This was the side on which British and Italian troops were co-operating with the French, and the German command got for its pains in that direction a counter-attack which narrowed the distance from battle-line to battle-line across the top of the salient. The French menaced Fère-en-Tardenois, the German base of supplies.
Allied aviators bombed these stores, the long-range guns pounded at them, and what with these and the conflagrations started defensively by the Germans the Marne salient was a caldron which turned the skies blood-red.
On July 24 the ground gained all along the line averaged two miles. The British southwest of Rheims made a damaging curve inward, and the shove around the other two sides was fairly even.
On July 25, one week from the beginning of the offensive, the Americans and French from the Soissons side and the British and French from the Rheims side had squeezed in the neck of the trap till it measured only twenty-one miles. The French arrived within three miles of Fère-en-Tardenois, and although the German resistance increased again, the evacuation of Fère and the removal of stores to Fismes, far up on the straight line, were foreshadowed.
The road leading between the two supply-bases was shelled incessantly, and the difficulties of resistance within the fast-narrowing salient became almost superhuman. But the rear-guard of the Germans "died to a man," to quote the observers, and the rear action held the Allied gains to a few miles daily.
A definite retreat began on the morning of July 27, with what the airmen reported as an obvious determination to make a stand on the Ourcq. The forest of Fère was taken, and many villages, but the fighting was insignificant because, in the language of the communiqués, "our forces lost contact with the enemy." Possibly this is what the famous phrase of the Ludendorf communiqué, "The enemy evaded us," had in mind.
There was a certain psychological stupidity in this German decision to make a stand on the Ourcq. It was on the Ourcq that Joffre and Foch made the fatal stroke of the first Marne battle, and the very name of the river inspired France.
While this retreat was in progress, the swiftest of the battle, the German communiqué read: "Between the Ourcq and the Marne, the enemy's resistance has broken down. Our troops, with those of our allies, are in pursuit."

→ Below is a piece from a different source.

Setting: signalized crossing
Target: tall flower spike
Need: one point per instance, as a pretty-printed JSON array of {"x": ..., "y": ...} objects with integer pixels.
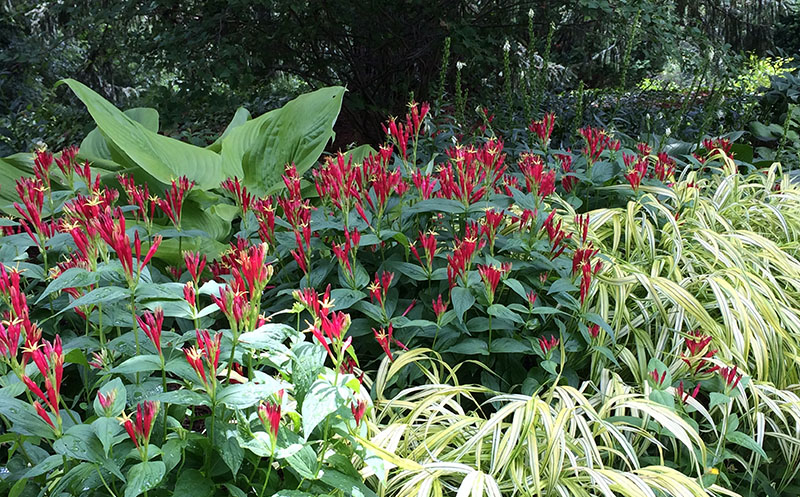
[{"x": 270, "y": 415}]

On the 29th the Germans crossed the Ourcq, with the Americans behind them. The "pursuit" continued. The American troops, with French to the right and left of them, forced the enemy to within a mile of the Vesle, where his halt had no hope of being more than temporary. The brilliant charge across the Ourcq was done by New Yorkers—the "fighting 69th," which refuses to be known by its new name of "165th." Edwin L. James, writing of this charge for the New York Times, said: "There is doubt if any chapter of our fighting reached the thrills of our charge across the Ourcq yesterday. Americans of indomitable spirit met a veritable hell of machine-guns, shells, gas, and bombs in a strong position, and broke through with such violence that they made a salient jutting into the enemy line beyond what the schedule called for."
This American charge cured the Germans of any intention to stay on the Ourcq. The resistance, after that first attack, was sporadic and ineffectual. Village after village was reclaimed.